Mineral Grass belongs to a series of works called Untitled Glasssand - UG, which I began producing and experimenting with in 2014. These works materialize through a process of fusion and interaction with the territory where I live, Nove, a small town in the province of Vicenza. The town is traversed by the Brenta River, which defines its landscape and original features. The sculptures Mineral Grass emerge both from the perceived interaction with the location and the ease with which I can retrieve compositional elements. The underlying concept of this unique production aims to highlight a lack of historical and industrial continuity on one hand, while on the other, it makes me feel the necessity of constantly seeking a connection between the artwork and the birthplace.

All UG works address the issue of the invisible in the process of material transformation, manifesting the crystallization of time, space, and energy by compressing sands, glass, enamels, oxides, and metals in a stratification and vitrification process.

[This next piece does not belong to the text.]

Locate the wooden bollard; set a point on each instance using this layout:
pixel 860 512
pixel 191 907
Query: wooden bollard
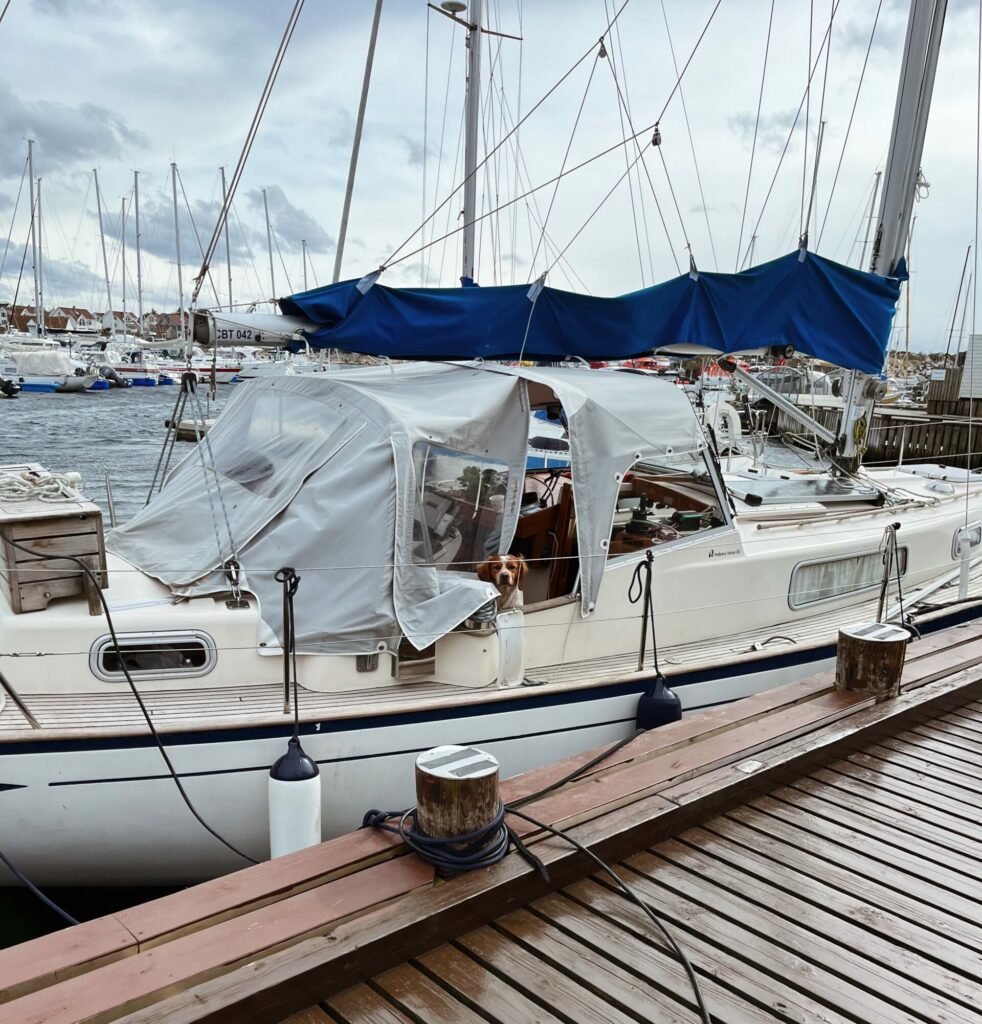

Mineral Grass represents the evolution of a stone: the work transforms the weight and compressed temporality within minerals into a faster and reproductive cycle, guided by humans and inspired by plant life. The process is based on an ecosystem that interprets mineral matter as a self-developing organism. Attention, before being aesthetic or formal, focuses on the production process of materials. The works are structured as a mixture of sands, fluxes, oxides, and metals; the stone, once crushed and processed through precipitates or thermal contrasts, turns into crystalline powder, enamel, or fired, depending on its granularity. In summary, a synergy is created with a circular process that dismantles and reassembles minerals as if they were part of a plant organism. Art allows connecting different levels of thought, unveiling Mineral Grass as a conscious sprouting of minerals, a reflection on the material that accompanies us throughout life and often remains hidden beneath our feet.